[2] The United States Bureau of Fisheries (BOF) purchased her at Portland, Oregon, in April 1922 and renamed her USFS Scoter.
[2] The steamer Akutan towed her from Portland to Bristol Bay on the coast of the Territory of Alaska, delivering her to the BOF there on 16 May 1922.
[2] Sixteen years after the United States Congress assigned the BOF the responsibility for enforcing fishery and marine mammal regulations in the Territory of Alaska with the Alien Fisheries Act of 1906,[3] Scoter′s arrival gave the BOF its first real capability to enforce regulations efficiently in the Bristol Bay area.
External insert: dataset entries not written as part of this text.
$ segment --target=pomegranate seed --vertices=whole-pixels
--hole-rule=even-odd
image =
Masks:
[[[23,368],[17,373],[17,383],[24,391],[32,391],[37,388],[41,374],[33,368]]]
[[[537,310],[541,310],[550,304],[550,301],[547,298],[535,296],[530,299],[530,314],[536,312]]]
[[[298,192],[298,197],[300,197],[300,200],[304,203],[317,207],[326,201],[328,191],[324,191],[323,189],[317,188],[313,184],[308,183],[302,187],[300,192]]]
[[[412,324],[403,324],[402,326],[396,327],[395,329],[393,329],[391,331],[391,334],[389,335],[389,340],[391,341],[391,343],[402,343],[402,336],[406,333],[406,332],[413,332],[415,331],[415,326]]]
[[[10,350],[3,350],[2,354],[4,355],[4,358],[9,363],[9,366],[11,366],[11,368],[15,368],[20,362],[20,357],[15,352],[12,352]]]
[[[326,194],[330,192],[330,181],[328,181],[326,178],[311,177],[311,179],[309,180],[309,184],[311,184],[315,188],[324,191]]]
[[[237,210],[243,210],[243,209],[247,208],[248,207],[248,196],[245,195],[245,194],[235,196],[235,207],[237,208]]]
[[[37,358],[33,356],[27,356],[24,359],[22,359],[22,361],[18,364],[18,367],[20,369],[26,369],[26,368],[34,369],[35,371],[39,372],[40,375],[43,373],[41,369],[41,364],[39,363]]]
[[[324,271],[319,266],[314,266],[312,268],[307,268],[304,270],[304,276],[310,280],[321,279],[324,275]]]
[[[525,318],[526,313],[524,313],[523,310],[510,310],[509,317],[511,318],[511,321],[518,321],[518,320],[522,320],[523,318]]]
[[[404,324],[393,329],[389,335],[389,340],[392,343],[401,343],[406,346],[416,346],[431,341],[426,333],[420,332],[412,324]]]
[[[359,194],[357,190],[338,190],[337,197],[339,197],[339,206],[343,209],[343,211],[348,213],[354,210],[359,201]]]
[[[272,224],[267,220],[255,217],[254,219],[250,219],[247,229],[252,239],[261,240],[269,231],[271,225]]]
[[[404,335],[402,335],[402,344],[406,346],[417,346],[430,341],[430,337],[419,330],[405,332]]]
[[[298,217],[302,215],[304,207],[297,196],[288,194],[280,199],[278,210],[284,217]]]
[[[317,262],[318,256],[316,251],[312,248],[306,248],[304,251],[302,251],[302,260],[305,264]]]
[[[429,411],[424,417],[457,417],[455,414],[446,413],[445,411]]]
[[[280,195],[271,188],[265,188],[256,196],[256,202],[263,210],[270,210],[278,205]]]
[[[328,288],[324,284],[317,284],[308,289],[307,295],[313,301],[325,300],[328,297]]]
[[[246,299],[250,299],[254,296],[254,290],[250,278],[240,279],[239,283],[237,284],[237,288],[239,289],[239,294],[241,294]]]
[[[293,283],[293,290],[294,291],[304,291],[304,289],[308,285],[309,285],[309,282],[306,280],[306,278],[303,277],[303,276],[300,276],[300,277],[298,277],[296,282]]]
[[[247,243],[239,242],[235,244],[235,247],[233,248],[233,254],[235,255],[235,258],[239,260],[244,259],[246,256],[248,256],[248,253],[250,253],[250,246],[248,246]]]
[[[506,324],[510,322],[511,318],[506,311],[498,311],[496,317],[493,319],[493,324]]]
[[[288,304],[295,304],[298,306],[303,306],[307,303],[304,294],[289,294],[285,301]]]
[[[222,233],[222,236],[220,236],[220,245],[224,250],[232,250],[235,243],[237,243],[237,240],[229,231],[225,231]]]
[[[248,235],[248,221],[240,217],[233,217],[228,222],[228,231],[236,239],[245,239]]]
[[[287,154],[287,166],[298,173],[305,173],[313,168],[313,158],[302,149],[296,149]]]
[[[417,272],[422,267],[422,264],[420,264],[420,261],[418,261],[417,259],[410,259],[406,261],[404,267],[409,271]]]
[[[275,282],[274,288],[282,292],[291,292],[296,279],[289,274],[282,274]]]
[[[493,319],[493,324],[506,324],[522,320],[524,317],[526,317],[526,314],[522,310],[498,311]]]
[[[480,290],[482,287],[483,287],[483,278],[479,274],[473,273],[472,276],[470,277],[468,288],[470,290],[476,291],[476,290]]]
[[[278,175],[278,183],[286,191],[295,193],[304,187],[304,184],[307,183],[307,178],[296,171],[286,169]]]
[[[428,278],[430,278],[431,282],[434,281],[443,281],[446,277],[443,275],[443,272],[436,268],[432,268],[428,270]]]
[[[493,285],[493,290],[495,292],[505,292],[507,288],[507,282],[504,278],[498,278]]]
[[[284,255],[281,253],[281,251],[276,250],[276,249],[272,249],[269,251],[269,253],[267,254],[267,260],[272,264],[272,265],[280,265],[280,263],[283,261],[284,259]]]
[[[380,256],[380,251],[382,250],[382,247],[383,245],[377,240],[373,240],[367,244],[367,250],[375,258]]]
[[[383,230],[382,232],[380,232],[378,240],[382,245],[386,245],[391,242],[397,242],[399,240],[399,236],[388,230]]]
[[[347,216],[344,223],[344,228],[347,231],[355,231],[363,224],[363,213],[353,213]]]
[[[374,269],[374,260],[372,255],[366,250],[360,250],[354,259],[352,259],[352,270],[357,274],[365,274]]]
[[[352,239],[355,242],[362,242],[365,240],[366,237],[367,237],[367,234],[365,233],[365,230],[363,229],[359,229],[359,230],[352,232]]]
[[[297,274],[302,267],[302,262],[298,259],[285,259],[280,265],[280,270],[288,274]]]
[2] In her early years, Scoter's annual operational pattern involved patrols in the Bristol Bay region each summer, often followed by autumn patrols in Southeast Alaska, with winters spent hauled out of the water at the BOF station at the Naknek River on the Bristol Bay coast.
[2] In the 1930s, Scoter undertook patrols near Sitka in Southeast Alaska and Neah Bay on the northern coast of Washington to protect fur seal herds.
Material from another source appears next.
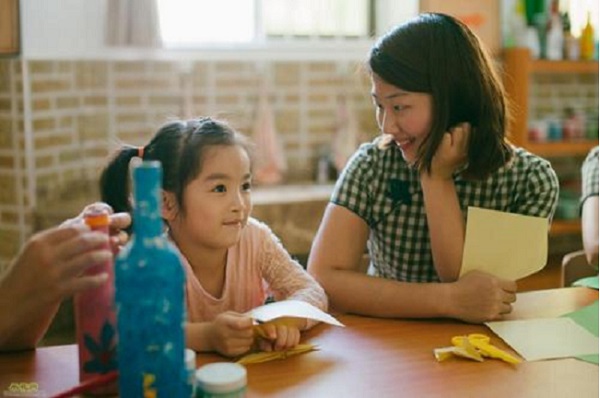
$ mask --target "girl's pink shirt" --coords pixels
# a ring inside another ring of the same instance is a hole
[[[227,251],[225,283],[221,297],[204,290],[184,258],[189,322],[212,321],[225,311],[247,312],[275,300],[303,300],[327,311],[323,288],[292,259],[264,223],[250,218],[240,241]],[[314,322],[309,323],[309,327]]]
[2] Over the winter of 1933–1934, Scoter and the BOF fishery patrol vessel USFS Crane supported a Civil Works Administration-funded project to clear and improve salmon spawning streams in Southeast Alaska,[2][4] and by 22 February 1934 the 200 temporary employees involved had cleared log jams and other obstructions from a combined total of 802 miles (1,291 km) of waterways in 325 streams.